Abstract:

Rett syndrome (RTT) is a severe progressive neurodevelopmental disorder mostly in females, mainly caused by mutations in the X-linked gene encoding methyl-CpG binding protein 2 (MeCP2). Although initial observations had suggested that RTT patients appear relatively normal at birth and during very early stages of development, increasing evidence suggests early developmental delays in RTT patients. Previously, we have found that MeCP2 regulates the processing of specific microRNAs as a component of the Drosha complex and identified miR-199a as a MeCP2 target.
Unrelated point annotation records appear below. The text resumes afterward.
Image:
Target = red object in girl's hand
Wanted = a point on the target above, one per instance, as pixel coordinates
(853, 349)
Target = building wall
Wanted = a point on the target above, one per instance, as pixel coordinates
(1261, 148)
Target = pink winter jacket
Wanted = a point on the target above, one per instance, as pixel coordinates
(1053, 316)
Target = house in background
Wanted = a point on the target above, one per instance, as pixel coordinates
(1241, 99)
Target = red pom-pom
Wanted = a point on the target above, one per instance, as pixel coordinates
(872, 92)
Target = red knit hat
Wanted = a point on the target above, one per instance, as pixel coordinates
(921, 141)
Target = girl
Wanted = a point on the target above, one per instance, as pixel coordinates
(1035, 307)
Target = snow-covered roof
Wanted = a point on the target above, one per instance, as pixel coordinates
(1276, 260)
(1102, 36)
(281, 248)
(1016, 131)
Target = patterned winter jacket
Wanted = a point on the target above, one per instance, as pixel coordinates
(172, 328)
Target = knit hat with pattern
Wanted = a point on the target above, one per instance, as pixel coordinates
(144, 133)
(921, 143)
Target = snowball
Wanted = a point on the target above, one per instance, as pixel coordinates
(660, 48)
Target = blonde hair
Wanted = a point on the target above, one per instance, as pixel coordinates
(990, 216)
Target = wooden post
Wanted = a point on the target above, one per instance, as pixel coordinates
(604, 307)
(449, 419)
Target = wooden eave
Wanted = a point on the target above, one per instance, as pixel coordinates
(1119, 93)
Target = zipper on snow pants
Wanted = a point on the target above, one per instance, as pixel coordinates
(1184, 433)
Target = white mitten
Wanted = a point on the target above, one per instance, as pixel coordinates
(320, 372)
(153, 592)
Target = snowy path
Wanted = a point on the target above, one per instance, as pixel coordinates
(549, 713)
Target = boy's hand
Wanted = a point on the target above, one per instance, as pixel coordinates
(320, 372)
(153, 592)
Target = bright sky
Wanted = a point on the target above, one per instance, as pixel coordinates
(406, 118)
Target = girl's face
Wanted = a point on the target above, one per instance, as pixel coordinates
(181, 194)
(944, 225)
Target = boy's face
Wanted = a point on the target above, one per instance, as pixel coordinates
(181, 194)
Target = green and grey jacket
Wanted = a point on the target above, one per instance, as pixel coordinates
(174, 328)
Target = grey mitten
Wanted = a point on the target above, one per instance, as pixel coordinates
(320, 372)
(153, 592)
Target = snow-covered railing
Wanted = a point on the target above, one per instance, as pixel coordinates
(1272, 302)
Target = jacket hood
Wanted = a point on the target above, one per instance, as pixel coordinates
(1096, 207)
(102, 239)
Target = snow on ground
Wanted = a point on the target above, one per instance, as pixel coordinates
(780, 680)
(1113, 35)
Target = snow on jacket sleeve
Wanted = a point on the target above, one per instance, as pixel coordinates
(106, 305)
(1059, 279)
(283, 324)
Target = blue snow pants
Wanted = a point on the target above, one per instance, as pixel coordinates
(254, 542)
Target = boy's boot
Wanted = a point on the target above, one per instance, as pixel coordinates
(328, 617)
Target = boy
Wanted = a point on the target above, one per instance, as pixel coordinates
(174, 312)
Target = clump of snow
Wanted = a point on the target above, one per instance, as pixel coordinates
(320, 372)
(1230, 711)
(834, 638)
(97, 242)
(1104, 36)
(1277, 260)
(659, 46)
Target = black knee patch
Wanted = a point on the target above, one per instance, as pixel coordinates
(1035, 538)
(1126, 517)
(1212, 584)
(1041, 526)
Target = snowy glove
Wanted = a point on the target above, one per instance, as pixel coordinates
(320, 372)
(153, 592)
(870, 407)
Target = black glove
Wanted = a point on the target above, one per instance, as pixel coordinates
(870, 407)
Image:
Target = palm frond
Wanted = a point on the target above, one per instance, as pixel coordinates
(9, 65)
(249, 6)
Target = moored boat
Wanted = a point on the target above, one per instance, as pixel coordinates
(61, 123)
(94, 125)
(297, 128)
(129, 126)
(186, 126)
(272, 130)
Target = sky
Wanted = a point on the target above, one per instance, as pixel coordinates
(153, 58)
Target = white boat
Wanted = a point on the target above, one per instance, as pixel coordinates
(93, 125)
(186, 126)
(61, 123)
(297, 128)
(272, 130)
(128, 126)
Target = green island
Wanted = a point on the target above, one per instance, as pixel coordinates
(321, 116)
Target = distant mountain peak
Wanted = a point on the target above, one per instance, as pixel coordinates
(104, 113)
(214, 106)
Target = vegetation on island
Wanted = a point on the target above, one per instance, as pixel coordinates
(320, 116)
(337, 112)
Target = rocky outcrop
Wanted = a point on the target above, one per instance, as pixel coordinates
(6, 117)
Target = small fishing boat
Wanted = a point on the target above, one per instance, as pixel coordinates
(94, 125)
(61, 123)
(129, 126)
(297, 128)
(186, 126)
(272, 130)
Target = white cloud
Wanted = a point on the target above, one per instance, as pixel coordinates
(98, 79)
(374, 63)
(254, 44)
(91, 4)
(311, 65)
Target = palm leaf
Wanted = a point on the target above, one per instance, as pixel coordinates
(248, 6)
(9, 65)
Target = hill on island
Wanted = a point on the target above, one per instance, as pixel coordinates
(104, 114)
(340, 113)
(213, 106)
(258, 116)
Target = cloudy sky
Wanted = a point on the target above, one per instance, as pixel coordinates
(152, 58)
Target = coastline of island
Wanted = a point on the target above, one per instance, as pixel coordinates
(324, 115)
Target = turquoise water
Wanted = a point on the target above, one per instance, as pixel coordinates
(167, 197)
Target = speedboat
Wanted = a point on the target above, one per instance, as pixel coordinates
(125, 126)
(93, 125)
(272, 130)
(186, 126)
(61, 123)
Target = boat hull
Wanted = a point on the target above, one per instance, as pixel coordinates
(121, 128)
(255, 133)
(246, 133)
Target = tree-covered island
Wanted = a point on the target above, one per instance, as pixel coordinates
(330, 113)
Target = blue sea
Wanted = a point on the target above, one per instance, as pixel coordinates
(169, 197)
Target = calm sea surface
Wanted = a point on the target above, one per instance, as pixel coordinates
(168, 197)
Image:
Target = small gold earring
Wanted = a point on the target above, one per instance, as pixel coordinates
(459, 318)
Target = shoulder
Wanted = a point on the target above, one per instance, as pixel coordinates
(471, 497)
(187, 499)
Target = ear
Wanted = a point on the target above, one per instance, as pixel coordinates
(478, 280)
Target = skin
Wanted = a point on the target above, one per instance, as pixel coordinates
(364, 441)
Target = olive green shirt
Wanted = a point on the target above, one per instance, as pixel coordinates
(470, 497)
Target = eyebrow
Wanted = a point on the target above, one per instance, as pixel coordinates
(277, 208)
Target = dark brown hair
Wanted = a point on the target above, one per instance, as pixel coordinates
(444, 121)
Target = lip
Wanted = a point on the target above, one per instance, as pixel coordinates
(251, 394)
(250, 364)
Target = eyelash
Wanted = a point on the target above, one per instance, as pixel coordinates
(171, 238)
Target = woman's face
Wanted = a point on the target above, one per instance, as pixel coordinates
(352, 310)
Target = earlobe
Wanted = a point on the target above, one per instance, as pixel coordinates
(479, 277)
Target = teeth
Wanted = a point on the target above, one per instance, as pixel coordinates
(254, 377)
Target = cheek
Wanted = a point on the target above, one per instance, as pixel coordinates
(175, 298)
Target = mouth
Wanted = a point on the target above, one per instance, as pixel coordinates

We found that MeCP2/miR-199a axis regulates neural stem/precursor cell (NS/PC) differentiation, with the balance tipped toward differentiation into astrocytes in MeCP2-deficient NS/PC. We also indicated that this imbalance of differentiation is caused by the augmentation of BMP signaling, which is known to inhibit and promote neuronal and astrocytic differentiation, respectively.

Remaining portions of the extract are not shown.